As a sophomore, he was converted into a left guard, starting 12 games and allowing only one sack. As a junior, he again allowed one sack. As a senior, he was moved to right guard and allowed one sack.

He started 35 out of his 48 career games (25 starts at left guard) and was a part of the 2003 national championship team.

==Professional career==

===Dallas Cowboys===
Peterman was selected by the Dallas Cowboys in the third round (83rd overall) of the 2004 NFL draft. As a rookie, he broke a finger at the start of training camp, before tearing the ACL and MCL of his right knee in the last game of the pre-season (while playing special teams), which placed him on the injured reserve list on September 3.
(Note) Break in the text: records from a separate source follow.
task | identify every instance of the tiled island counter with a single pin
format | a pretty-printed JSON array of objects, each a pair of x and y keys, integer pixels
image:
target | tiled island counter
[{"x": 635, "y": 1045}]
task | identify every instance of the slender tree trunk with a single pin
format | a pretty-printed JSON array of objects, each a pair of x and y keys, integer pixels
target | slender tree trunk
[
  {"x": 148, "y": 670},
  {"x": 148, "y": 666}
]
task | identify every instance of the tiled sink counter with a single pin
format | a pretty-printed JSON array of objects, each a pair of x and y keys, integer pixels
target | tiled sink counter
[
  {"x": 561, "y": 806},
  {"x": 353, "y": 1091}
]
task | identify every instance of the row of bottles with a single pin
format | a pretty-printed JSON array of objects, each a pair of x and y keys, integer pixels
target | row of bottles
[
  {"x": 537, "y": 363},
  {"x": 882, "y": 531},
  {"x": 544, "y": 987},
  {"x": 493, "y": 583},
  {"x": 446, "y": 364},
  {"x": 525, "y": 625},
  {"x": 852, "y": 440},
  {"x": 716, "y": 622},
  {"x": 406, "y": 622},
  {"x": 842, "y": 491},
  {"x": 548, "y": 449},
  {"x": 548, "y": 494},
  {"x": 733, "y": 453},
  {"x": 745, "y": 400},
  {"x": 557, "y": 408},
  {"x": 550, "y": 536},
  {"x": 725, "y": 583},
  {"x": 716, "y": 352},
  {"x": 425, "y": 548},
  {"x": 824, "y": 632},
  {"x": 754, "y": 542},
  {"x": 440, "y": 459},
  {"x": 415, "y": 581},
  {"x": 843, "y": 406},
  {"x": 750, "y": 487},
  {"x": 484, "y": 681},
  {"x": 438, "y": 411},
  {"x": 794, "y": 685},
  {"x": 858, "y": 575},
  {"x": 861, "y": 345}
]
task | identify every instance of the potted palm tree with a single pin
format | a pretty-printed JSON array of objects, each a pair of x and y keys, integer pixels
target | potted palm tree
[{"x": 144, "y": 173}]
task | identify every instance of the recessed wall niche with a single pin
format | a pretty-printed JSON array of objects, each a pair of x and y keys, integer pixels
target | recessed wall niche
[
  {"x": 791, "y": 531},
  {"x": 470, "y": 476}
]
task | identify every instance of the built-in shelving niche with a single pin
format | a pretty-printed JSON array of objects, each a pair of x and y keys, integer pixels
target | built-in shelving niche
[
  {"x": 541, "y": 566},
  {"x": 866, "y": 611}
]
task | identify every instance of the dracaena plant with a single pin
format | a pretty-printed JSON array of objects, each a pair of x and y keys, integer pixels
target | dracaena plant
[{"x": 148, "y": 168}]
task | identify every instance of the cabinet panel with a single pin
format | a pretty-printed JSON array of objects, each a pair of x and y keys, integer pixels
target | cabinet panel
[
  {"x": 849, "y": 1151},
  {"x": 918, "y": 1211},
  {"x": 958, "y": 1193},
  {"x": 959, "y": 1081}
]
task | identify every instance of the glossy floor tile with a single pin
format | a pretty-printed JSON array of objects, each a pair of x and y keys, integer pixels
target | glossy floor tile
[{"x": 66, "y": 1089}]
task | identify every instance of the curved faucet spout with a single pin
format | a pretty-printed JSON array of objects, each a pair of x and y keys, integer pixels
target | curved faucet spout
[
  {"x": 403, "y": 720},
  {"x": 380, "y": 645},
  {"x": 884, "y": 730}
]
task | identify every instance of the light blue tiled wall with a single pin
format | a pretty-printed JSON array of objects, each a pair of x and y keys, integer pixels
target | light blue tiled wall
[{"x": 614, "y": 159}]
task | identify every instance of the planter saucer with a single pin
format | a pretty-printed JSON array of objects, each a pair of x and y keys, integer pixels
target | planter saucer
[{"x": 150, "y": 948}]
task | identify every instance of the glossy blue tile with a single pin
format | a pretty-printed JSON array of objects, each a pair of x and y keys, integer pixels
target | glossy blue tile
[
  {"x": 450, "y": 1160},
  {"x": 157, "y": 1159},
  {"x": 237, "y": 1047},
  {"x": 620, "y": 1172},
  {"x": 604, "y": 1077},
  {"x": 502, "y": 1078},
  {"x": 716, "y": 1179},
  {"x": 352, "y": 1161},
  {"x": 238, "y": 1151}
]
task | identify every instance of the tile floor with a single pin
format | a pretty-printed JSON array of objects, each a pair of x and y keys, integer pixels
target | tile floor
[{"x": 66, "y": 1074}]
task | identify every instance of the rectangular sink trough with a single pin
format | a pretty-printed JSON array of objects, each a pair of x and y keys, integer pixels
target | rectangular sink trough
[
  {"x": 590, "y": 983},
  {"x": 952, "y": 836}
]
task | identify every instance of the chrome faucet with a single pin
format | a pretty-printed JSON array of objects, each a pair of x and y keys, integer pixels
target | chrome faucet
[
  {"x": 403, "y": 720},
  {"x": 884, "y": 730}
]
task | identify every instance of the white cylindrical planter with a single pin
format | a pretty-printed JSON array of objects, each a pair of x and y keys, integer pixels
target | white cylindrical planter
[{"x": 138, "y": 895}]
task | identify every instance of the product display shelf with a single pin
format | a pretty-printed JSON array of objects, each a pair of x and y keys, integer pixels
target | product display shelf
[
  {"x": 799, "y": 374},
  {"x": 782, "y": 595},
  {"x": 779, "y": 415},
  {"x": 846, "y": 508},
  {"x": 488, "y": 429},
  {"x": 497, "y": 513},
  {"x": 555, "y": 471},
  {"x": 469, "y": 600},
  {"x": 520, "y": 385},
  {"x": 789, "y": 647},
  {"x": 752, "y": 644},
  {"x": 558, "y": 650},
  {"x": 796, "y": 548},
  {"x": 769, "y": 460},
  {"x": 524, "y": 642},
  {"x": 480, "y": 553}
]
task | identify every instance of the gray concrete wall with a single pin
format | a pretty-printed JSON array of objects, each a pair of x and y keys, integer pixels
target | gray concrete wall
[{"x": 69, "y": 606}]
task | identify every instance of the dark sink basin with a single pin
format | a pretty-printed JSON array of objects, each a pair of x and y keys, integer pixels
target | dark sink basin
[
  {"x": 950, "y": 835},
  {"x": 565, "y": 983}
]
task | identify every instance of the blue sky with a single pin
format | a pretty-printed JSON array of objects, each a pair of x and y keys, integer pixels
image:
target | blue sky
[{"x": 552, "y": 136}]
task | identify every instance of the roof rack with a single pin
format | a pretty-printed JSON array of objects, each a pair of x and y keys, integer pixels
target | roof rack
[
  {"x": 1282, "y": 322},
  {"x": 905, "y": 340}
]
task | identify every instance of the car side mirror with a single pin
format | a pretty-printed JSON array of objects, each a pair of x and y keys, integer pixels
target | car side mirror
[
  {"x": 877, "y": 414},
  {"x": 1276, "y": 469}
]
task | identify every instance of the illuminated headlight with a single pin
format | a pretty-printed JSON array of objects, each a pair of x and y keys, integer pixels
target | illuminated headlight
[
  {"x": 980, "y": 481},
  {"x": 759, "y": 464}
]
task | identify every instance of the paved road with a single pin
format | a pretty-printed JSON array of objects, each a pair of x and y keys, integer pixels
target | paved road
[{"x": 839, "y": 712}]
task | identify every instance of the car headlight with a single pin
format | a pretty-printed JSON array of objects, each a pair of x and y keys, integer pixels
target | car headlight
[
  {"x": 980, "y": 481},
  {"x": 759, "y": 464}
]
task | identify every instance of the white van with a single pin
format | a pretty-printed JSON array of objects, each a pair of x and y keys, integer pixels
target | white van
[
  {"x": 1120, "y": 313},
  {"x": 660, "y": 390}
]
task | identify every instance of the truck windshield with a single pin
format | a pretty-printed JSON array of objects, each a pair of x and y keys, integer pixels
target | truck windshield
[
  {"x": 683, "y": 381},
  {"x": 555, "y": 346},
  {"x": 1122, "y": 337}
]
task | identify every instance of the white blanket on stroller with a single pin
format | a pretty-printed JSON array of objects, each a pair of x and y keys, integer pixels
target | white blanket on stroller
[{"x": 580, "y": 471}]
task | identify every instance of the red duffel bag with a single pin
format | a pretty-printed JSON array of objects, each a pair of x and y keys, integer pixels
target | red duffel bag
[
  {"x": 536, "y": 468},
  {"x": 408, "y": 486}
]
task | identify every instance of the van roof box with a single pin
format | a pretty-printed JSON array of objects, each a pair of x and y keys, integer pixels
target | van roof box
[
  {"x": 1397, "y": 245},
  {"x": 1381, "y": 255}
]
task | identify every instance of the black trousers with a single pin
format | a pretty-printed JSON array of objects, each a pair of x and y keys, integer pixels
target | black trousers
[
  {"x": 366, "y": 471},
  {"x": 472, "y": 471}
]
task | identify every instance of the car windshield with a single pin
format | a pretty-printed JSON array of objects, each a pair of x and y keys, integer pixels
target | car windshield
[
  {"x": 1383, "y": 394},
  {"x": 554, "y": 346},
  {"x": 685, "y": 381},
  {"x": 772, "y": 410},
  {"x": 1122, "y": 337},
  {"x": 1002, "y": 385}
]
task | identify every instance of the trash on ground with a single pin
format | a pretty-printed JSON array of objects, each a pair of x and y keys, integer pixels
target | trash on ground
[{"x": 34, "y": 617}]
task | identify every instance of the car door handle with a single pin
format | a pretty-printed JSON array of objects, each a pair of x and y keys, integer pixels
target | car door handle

In 2005, he played 3 games on special teams at the end of the season. The team tried him at center before releasing him on August 23, 2006.

Peterman was part of a string of unsuccessful offensive lineman selections made by the Cowboys in the first rounds of the draft: Al Johnson (2003), Jacob Rogers (2004). He struggled with injuries during his two years with the Cowboys.

===Detroit Lions===
On October 17, 2006, the Detroit Lions signed him to their practice squad and was activated for the last three games (2 starts) of the year. He became the team's starting right guard in 2007. The next year, he was inactive in 2 games because of a hand injury.

In 2009, the Lions signed him to a five-year contract. He was placed on the injured reserve list on November 20, with a right ankle injury he suffered playing against the Minnesota Vikings.

On February 5, 2013, he was waived after having problems the previous year in pass protection.

===New York Jets===
On April 26, 2013, Peterman agreed to a one-year contract with the New York Jets. He was released on August 26.